Bullockist wrote:I was surprised that people in the US had no idea aboutr penalty rate- especially you nkelsch :/
Penalty rates are just renumeration for working gak time. It all comes off the 5 day week so all businesses are trying to kill it. Work saturday 1.25% work sunday 1.75% and so on, depending on how good your union is. I've worked a lot of time in hospitality and penalty rates should be mandatory, the life you give up to get gak wages should be paid for.
to expand upon what D and Sasori said; we don't have penalty rates in the US. We have 2 sort of similar things:
Non-exempt employees, hourly guys (i.e, non management people) are required to be paid 150% of their hourly rate for ever hour worked per week in excess of 40 hours. 7.25 bucks an hour for 40 hours, 10.87 for the 41st hour up.
Exempt (non-hourly employees, typically contactors, management types) are salaried and do not receive overtime.

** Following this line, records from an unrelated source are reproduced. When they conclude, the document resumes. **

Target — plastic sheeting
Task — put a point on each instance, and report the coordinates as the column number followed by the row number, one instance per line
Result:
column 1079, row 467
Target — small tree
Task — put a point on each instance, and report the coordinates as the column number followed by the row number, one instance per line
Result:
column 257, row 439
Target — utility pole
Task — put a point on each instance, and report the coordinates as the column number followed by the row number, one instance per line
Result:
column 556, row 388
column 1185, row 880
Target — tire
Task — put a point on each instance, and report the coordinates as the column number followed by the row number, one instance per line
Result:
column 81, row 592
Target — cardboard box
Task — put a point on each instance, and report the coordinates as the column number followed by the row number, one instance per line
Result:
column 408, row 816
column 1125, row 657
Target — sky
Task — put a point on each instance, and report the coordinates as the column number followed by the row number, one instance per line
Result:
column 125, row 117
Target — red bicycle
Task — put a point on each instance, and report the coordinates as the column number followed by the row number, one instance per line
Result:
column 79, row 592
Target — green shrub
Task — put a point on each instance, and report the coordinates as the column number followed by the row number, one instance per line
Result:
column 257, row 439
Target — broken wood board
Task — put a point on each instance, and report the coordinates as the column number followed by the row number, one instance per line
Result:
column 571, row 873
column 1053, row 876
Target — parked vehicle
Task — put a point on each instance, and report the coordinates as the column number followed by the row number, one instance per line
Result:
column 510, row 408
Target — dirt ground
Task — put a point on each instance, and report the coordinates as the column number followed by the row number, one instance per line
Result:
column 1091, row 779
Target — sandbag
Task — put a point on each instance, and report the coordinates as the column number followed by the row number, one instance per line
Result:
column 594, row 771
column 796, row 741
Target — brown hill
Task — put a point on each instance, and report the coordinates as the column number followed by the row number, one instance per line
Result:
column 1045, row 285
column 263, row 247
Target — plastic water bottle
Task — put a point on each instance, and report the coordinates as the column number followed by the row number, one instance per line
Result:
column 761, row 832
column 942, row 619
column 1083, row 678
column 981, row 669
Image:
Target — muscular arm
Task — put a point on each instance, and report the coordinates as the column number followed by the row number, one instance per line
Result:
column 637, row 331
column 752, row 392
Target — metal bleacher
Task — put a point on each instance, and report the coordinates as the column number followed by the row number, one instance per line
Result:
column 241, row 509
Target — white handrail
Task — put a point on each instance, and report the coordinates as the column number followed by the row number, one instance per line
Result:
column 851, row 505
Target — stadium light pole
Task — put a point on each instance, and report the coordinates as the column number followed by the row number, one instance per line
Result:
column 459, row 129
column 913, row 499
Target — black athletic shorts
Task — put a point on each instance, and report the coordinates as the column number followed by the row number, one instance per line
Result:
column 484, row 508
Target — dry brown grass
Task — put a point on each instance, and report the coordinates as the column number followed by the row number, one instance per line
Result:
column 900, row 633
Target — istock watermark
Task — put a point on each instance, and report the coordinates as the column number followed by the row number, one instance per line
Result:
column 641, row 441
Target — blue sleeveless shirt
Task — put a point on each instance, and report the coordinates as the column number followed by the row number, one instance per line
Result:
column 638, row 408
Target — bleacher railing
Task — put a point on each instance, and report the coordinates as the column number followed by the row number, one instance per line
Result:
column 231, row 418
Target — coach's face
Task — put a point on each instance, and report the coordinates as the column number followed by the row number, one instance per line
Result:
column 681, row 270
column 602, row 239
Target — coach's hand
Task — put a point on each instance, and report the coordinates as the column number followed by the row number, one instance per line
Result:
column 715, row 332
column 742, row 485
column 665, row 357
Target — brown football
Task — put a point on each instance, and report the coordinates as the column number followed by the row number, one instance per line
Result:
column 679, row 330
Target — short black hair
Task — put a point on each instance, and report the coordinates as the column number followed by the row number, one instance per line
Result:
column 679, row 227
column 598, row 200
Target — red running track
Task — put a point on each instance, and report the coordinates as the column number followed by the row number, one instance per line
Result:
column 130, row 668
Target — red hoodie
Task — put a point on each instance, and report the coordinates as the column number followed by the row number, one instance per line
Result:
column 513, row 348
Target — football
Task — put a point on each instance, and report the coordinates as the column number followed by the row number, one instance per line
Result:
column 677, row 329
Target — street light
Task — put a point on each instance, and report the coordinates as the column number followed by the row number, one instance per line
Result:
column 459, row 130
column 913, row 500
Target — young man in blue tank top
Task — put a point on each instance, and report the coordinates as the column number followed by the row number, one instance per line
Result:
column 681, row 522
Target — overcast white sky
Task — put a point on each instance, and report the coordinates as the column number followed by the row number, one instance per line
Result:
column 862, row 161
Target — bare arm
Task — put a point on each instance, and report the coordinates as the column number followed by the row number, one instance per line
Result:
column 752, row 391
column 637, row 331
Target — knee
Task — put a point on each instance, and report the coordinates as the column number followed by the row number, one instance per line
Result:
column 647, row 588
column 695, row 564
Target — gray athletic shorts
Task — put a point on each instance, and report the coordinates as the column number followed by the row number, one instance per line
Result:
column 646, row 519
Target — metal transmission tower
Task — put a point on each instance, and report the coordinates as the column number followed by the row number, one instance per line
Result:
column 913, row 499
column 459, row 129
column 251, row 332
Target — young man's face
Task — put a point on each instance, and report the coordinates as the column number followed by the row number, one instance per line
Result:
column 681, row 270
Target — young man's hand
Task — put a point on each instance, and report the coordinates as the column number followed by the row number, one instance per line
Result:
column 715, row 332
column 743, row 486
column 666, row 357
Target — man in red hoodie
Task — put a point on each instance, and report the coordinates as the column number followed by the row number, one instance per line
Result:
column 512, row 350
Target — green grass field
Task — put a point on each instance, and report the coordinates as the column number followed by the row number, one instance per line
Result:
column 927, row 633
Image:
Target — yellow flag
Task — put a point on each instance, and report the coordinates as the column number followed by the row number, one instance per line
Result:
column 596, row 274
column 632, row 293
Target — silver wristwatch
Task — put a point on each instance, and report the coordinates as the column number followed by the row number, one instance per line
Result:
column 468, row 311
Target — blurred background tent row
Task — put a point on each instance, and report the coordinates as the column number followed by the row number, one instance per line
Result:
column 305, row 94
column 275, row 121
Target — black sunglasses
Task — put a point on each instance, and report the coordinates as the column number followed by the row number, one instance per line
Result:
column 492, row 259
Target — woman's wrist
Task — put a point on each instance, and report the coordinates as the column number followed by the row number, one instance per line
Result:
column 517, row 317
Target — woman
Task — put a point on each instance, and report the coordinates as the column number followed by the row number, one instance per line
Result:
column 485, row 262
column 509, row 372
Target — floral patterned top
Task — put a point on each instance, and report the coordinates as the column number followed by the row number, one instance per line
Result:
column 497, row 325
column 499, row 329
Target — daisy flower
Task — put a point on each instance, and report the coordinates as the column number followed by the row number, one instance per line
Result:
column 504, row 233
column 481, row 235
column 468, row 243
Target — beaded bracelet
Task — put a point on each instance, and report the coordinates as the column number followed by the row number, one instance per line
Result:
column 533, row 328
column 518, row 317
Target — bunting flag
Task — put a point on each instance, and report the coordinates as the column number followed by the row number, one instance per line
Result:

That's all the law requires. Some companies will also pay differentials, which are similar to what you describe: extra pay per hour for working third shift, or holidays, or for being bilingual, sometimes. In my (limited) experience these are not very common outside of manufacturing and not required there or anywhere else.
In addition, although this is not required, typically all 40 hour a week employees are considered full-time, and thus eligible for benefits
if the employer provides them. This is why people in the lousiest industries (fast food, Walmart) will generally have their hours per week capped at 32 or so hours.
Finally, just to cover all the basic things an Australian might not know about American employment law, people who work in the service industry (wait staff, waiters etc - tipped employees) are paid differently. They are federally required to get $2.13 per hour and they keep tips,
as long as the tips plus the base pay accrue to at least minimum wage. In other words, if they wind up working 10 hours and tips only come up to $50, management must instead pay them minimum wage ($72.50 I think now, for 10 hours), but if they make $150 in tips, they keep the $150 + the $21.30 base wage..
Individual states may require greater than anything above, but that's the federally required baseline.